1) y à t'il une autre maniere pour obtenir cette position ?
2 ) comment faire pour revenir au système d'exploitation?
3) quel language faut-il utiliser?
4) que puis-je avoir de simple (et free si possible) pour dialoguer un peu avec ma machine et refaire des petits programmes afin que je vous retrouve sur ce forum
Les réponses aux questions que je pose sont surement deja sur le site !!

merci à vous

javascript:void(0)
merci


----------



## aLittleWoodElfe (19 Mai 2004)

Si tout ce que tu cherches c'est un shell pour discuter en ligne de commande avec ton ordinateur alors il te suffit de démarrer normalement ton Mac et d'aller dans le Dossier Applications puis le dossier Utilitaires et là de lancer l'application Terminal.


----------



## lymicky (19 Mai 2004)

d'accord 
j'ai Terminal -tcsh - 80x24
est qu'est-ce que je fais ???
je dialogue comment??
qu'est-ce c'est qu'n shell ??


----------



## aLittleWoodElfe (19 Mai 2004)

Un shell est un programme qui répond aux commandes qu'on lui tape en mode texte (définition trés approximative mais je n'arrive pas à accéder à Wikipedia).

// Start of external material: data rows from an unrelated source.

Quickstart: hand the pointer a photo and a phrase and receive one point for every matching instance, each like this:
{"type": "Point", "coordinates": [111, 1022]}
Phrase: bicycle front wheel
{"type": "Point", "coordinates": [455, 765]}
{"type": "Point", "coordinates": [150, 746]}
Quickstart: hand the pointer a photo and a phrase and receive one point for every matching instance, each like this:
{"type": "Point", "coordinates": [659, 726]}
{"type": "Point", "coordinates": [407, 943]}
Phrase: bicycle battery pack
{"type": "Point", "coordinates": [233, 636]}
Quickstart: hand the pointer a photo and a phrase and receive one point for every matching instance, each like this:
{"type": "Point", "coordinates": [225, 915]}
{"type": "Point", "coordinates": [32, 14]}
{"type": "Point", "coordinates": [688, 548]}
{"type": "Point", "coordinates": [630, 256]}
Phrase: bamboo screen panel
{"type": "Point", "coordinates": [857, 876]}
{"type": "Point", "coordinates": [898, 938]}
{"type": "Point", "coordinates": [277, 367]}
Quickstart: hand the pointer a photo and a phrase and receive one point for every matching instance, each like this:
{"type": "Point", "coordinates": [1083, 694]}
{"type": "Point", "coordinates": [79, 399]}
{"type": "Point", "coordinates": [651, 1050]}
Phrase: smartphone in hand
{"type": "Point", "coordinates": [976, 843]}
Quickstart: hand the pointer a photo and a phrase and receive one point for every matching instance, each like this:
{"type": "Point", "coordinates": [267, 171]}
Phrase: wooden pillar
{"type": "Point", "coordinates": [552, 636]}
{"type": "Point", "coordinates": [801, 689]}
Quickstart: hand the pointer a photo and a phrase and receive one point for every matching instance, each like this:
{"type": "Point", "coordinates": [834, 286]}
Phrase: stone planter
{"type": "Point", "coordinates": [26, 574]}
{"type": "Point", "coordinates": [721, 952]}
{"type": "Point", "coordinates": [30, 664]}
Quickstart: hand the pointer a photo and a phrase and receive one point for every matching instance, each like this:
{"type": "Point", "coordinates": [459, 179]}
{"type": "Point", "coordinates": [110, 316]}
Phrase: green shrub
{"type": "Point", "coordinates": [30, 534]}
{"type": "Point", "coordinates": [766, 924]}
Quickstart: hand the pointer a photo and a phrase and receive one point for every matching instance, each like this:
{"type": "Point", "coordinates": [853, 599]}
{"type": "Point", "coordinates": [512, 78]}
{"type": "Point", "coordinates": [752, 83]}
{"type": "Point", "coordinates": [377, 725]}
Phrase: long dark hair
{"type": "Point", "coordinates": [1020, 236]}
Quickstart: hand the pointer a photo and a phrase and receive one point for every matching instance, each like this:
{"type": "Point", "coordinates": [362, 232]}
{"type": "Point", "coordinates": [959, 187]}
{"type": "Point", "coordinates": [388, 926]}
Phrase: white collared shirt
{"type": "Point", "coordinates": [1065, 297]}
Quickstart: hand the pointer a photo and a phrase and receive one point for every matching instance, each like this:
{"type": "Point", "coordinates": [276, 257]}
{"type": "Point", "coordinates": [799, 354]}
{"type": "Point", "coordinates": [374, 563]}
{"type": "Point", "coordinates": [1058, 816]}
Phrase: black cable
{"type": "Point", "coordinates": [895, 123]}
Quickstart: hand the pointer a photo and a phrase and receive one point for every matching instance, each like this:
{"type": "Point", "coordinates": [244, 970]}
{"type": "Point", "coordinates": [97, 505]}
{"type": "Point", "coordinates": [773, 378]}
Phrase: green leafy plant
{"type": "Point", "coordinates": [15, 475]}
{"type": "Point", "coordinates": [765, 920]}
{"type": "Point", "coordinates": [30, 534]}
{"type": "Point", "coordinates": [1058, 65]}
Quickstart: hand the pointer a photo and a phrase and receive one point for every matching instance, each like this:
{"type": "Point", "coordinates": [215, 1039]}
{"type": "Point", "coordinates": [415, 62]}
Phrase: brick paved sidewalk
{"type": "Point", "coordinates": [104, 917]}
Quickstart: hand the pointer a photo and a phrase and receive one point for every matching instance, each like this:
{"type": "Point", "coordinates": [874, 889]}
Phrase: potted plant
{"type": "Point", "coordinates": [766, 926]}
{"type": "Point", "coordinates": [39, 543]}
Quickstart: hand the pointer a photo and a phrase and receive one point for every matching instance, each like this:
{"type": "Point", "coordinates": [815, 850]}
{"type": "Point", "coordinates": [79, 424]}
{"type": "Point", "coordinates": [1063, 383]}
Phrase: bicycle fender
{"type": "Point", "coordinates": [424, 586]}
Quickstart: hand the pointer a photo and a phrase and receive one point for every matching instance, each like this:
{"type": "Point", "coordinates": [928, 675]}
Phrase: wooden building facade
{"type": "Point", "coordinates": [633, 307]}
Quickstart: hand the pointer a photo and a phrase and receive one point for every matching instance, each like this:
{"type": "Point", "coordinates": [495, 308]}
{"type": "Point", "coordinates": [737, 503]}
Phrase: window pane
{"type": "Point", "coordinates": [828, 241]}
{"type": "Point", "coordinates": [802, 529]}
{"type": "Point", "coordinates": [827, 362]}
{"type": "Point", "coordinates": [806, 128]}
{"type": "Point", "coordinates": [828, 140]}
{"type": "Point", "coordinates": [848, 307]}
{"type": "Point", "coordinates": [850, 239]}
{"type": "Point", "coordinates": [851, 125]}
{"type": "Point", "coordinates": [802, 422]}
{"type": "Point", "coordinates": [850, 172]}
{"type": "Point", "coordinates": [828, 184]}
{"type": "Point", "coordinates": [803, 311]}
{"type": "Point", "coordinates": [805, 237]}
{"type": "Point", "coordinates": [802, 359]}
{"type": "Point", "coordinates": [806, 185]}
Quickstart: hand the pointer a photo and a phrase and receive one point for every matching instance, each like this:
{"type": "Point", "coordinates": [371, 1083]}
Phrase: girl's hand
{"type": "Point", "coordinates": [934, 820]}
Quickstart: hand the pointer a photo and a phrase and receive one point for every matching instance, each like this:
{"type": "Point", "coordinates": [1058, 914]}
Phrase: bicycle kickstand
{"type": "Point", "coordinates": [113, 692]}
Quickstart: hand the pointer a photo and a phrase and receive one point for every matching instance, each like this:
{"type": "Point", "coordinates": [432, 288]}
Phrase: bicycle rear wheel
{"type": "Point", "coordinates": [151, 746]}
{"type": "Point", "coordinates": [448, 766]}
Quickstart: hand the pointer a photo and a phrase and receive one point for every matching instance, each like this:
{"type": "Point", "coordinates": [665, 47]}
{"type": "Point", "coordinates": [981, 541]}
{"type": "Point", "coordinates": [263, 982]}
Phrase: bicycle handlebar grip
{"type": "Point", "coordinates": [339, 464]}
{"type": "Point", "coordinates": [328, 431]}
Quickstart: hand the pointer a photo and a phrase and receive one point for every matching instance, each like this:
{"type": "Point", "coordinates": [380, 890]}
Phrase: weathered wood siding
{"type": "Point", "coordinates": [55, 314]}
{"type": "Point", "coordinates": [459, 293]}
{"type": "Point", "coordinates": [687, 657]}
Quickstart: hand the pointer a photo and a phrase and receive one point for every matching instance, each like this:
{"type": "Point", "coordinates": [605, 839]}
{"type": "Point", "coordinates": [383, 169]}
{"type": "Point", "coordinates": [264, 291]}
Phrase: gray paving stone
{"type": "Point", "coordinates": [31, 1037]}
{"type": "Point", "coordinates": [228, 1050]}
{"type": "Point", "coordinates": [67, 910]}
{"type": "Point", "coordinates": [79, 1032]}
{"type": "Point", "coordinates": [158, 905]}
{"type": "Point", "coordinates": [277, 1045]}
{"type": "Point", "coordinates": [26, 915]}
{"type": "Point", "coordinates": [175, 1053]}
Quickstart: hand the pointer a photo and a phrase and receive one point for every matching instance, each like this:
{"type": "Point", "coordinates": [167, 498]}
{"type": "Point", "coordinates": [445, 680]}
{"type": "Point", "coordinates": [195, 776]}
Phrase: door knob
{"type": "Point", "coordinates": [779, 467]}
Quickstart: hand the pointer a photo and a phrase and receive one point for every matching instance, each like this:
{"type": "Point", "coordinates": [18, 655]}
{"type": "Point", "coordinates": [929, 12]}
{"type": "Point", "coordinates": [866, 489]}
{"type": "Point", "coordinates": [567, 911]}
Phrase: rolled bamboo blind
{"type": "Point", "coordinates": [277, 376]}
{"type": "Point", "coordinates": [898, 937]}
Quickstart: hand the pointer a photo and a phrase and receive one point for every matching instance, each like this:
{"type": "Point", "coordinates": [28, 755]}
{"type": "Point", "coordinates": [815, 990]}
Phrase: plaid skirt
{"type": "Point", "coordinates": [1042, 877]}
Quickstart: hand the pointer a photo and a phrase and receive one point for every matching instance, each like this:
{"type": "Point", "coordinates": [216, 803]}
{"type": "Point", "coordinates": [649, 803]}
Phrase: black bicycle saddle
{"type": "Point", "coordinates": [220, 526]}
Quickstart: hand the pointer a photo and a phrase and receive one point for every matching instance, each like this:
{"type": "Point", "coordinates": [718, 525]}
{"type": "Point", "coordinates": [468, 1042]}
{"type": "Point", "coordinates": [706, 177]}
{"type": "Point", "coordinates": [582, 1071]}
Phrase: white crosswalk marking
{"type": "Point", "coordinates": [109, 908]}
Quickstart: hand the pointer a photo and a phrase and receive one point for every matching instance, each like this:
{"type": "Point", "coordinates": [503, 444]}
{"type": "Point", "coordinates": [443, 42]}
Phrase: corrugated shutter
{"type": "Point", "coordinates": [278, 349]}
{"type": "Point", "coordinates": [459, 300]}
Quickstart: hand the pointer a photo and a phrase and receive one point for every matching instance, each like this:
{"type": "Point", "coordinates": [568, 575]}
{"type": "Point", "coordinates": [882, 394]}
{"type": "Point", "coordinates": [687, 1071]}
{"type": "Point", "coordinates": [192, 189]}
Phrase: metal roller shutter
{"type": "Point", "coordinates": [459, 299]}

Pour apprendre à lui parler, pas de secret il faut lire de la doc ou des tutoriaux comme celui-ci : http://www.projectomega.org/article.php?lg=fr&amp;php=oreilly_terminal1&amp;p=1 par exemple.

Sinon je conseillerai bien l'excellente revue Précision Mac si vous arrivez à vous procurer les premiers numéros parus (chez Diamond Edition).

Quelques commandes que vous pouvez taper vite fait pour vous faire une idée :
ls  (valider par la toucher enter) listera le contenu du répertoire courant.
cd nom_d'un_repertoire pour se placer dans un repertoire.
man nom_d'une_commande pour avoir de l'aide sur une commande inconnue.
top pour afficher la liste des processus en cours


----------



## lymicky (22 Mai 2004)

Ho
personne n'à répondu à ma question
comment obtenir l'ecran noir à partir du clavier et comment en sortir
que peut'on faire à partir de là

merci si vous me donnez une réponse


----------



## molgow (22 Mai 2004)

lymicky a dit:
			
		

> comment obtenir l'ecran noir à partir du clavier et comment en sortir



Tu l'as dit. Touche Pomme+S enfoncée au démarrage.

Après tu te retrouves dans un shell. En gros, c'est simplement un moyen de dialoguer avec le système par ligne de commande. Tu peux lancer des programmes, parcourir l'arborescence de ton disque... En gros, tu découvres l'informatique avant les interfaces graphiques à fenêtre.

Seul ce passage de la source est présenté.